TrMRL (Transformers for Meta-Reinforcement Learning), a meta-RL agent, uses transformer architecture to create an episodic memory by linking recent memories, aiding in contextualizing the policy (a function that outputs actions based on states). Its self-attention mechanism generates consensus representation at each layer, minimizing Bayes Risk and enhancing action computation. Demonstrating comparable or superior performance, sample efficiency, and out-of-distribution generalization, TrMRL outperforms many meta-RL baselines.

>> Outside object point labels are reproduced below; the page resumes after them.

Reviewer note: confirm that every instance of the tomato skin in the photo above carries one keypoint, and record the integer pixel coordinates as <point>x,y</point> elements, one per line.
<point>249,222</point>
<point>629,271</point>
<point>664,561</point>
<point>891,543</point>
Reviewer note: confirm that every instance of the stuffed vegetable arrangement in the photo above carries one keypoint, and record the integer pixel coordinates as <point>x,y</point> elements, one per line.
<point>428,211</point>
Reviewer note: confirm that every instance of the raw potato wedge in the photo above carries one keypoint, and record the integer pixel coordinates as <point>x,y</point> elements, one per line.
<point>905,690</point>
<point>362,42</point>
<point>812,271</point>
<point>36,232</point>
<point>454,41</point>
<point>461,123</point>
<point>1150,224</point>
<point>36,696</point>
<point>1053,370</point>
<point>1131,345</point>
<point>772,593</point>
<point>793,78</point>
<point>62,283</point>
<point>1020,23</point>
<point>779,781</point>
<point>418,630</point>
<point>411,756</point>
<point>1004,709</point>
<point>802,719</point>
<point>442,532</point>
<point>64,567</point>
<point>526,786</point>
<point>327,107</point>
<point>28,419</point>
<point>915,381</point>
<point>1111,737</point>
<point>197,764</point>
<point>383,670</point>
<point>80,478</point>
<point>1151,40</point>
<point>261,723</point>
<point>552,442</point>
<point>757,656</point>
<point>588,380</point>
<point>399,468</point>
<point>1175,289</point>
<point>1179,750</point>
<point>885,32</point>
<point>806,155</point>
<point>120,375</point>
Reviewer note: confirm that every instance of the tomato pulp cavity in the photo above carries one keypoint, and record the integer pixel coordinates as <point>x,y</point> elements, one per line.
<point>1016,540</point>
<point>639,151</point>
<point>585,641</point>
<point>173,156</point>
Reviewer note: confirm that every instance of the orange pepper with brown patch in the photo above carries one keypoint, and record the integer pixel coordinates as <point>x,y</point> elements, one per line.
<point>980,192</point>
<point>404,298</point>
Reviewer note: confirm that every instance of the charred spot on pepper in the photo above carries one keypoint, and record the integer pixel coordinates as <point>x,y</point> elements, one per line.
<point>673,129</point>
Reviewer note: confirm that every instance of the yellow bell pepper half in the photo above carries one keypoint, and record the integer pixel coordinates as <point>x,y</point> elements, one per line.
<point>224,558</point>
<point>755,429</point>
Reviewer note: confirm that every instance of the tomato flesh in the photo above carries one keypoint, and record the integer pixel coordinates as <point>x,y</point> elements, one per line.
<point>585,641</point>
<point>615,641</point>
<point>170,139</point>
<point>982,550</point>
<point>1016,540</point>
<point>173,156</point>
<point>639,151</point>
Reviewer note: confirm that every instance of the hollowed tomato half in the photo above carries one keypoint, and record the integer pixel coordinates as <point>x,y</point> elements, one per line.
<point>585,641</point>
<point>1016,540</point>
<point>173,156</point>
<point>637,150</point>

Using transformer models with reinforcement learning offers multiple advantages. They excel at handling long-term dependencies, making them suitable for reinforcement learning tasks where actions and states are interconnected over time. Their scalability and support for parallel computing, thanks to the self-attention mechanism, ensure efficient handling of large state-action spaces and faster learning.
Transfer learning, as exemplified by models like TrMRL, allows knowledge from one task to enhance performance on related tasks. Additionally, transformers' inherent interpretability offers insights into the decision-making process of learning agents. In short, this combination leads to efficient, generalizable, strategic, and interpretable AI learning.
Self-Attention: Is It Really All You Need?
We’ve seen the potential and the current power of Transformer-based models, or models incorporating self-attention in general. With the introduction of GPT-4 and its impressive multi-modal abilities to process image and text, the research on Transformer-based models is growing by the day. However, it’s important to remember that self-attention is NOT all you need.
For example, in ViTs, competition is computed globally and in a 1-dimensional context. In contrast, most CNNs perform computations locally, whereby filters move across images and only focus on a particular area at any given time, dictated by the size of the convolution kernel. However, the locality of CNNs does present advantages over typical fully-connected neural networks in a number of respects. Firstly, it is much computationally cheaper to adopt convolution layers for images than fully-connected networks. Second, the two dimensional nature of convolutions allow them to process input in a way that is more similar to how we humans process visuals. Fully-connected networks fail to capture the same spatial connections.
In the paper “TransUNet: Transformers Make Strong Encoders for Medical Image Segmentation”, the authors report the finding that a hybrid CNN-Transformer encoder performs better than a pure Transformer encoder . This suggests that Transformers alone can benefit from the addition of convolution blocks for image segmentation.
In a more direct example, the paper from Yihe Dong et al. “Attention is not all you need: pure attention loses rank doubly exponentially with depth”, they directly analyze NLP Transformers and present the potential harm that self-attention can inflict on models. The authors discover that self-attention blocks pose a strong inductive bias to produce uniformed token outputs. Specifically, without the help of residual connections and MLP blocks, self-attention layers converge exponentially to outputting a rank-1 matrix as the network depth increases. Essentially, attention layers may limit the expressive power of the model and result in a loss of information as the network becomes deeper.
Transformers have lent major contributions to machine learning, and we are only beginning to realize their full potential. They are not, however, the end-all-be-all. Although they can be adapted to a wide-- and growing-- variety of tasks, self-attention modules are no magic bullet that can be tacked on to any model. Let this article be a caution against losing ourselves in the hype of whatever's newest and flashiest. In short, self-attention is not all you need.